At first glance, Gabriel appears to be a washed-up old vaquero, or cowboy, who lives in a state of nostalgic regret on a patch of barren land. Gabriel works a demeaning job, drinks himself into a stupor on a weekly basis, and frequently fights with his wife. But as the novel progresses, the depth and dignity of Gabriel’s relationship with the llano becomes clear. Even though he lives in a state of regret, he does so only out of his genuine fondness for the vaquero way of life. His choice to live on barren rather than fertile land results from his desire to be near the llano. His barren surroundings also support the idea that his family lives on the threshold of civilization and isolation.
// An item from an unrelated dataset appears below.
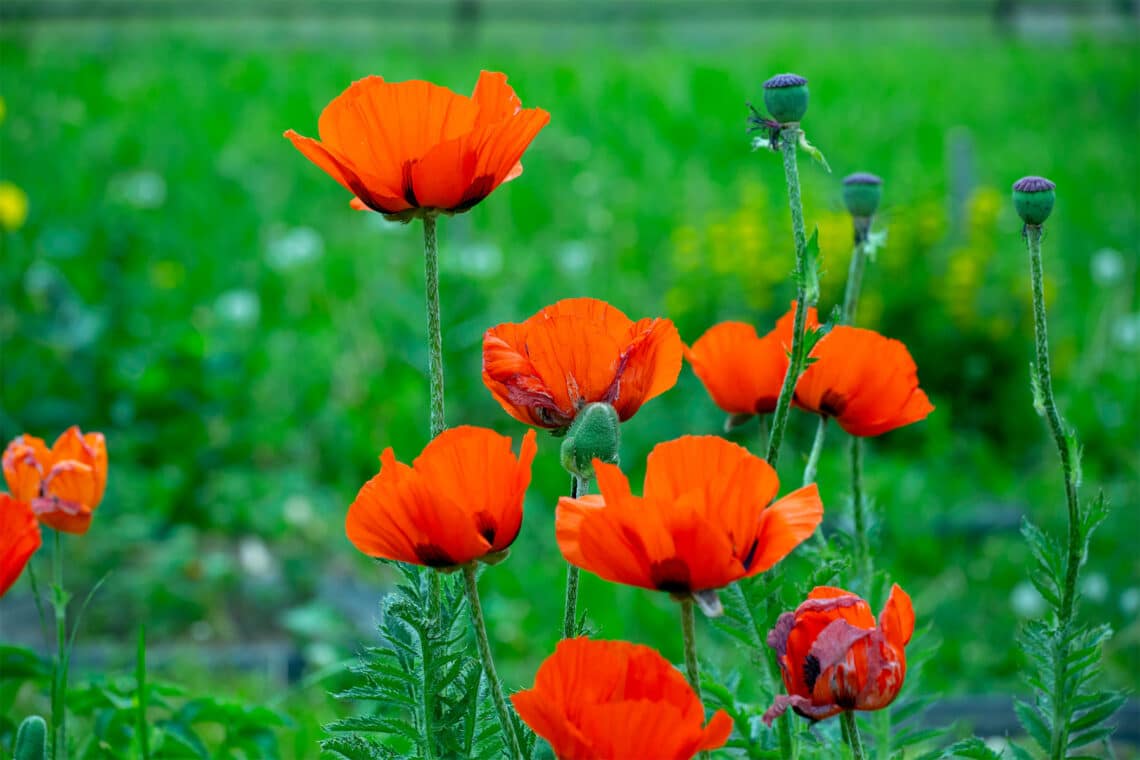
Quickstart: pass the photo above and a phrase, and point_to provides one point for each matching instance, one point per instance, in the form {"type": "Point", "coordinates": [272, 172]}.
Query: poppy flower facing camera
{"type": "Point", "coordinates": [412, 148]}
The family’s in-between state causes a great deal of conflict between Gabriel and his wife, María, a Catholic who would like to live in a civilized town. For the sake of María and his family, Gabriel leaves the llano, moves to town, and begins to attend church. Gabriel continually demonstrates maturity, equanimity, and self-sacrifice in this vein as the story progresses. María tries to force Antonio to follow her family’s tradition and become a priest, but Gabriel does not coax him to follow his background and become a vaquero. Instead, Gabriel wants Antonio to become a vaquero only if he chooses that lifestyle. At the conclusion of the novel, Gabriel volunteers to put aside the conflict with the Lunas and help Antonio make his own choice about his future. Like Antonio himself, Gabriel has a serious and inquisitive mind. He has suffered hardship and bad luck, but he continues to strive to do the right thing and to help the people he loves.